7Mixed Chimerism after Allogeneic Stem Cell Transplantation - Focus on Double Cord Blood Transplantation
- Corresponding Author:
- Michael Uhlin
Centre for Allogeneic Stem Cell Transplantation B87
Karolinska University Hospital Huddinge, SE-14186 Stockholm
E-mail: [email protected]
Received Date: January 16, 2012; Accepted Date: February 03, 2012; Published Date: February 09, 2012
Citation: Jens G, Arwen S, Emma W, Jonas M, Michael U (2012) Mixed Chimerism after Allogeneic Stem Cell Transplantation – Focus on Double Cord Blood Transplantation. J Blood Disord Transfus S1:006. doi: 10.4172/2155-9864.S1-006
Copyright: © 2012 Jens G, et al. This is an open-access article distributed under the terms of the Creative Commons Attribution License, which permits unrestricted use, distribution, and reproduction in any medium, provided the original author and source are credited.

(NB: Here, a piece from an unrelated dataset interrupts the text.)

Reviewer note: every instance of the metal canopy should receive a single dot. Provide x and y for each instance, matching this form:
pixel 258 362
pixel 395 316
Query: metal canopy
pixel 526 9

Allogeneic hematopoietic Stem Cell Transplantation (ASCT) is well established as a curative treatment for many hematological malignancies and non-malignant disorders. The aim of ASCT in these diseases is to achieve sustained donor engraftment to fight leukemic cells in malignant disease, improve hematopoietic function, provide immune competence or normalize enzyme deficiency. Peripheral blood or bone marrow is commonly used to monitor engraftment after ASCT. The presence of mixed donor/recipient chimerism after transplantation, donor/donor chimerism after double cord blood transplantation can be used and interpreted differently based on the initial disease status. In patients with malignant diseases, chimerism is primarily used to detect early relapse but can also indicate threatening rejection. In individuals with non malignant disease, chimerism is merely used to monitor successful engraftment. After double cord blood transplantation, the unique situation with two existing donor immune systems can occur. Most often one of the immune systems rapidly succumbs with one immune system prevailing, but in certain situations mixed donor/donor chimerism can exist for prolonged periods. This review describes the importance of mixed chimerism and the possible interpretation after ASCT in patients with both malignant and non-malignant diseases. It also focuses specifically on the situation and mechanisms donor/ donor chimerism after double cord blood transplantation.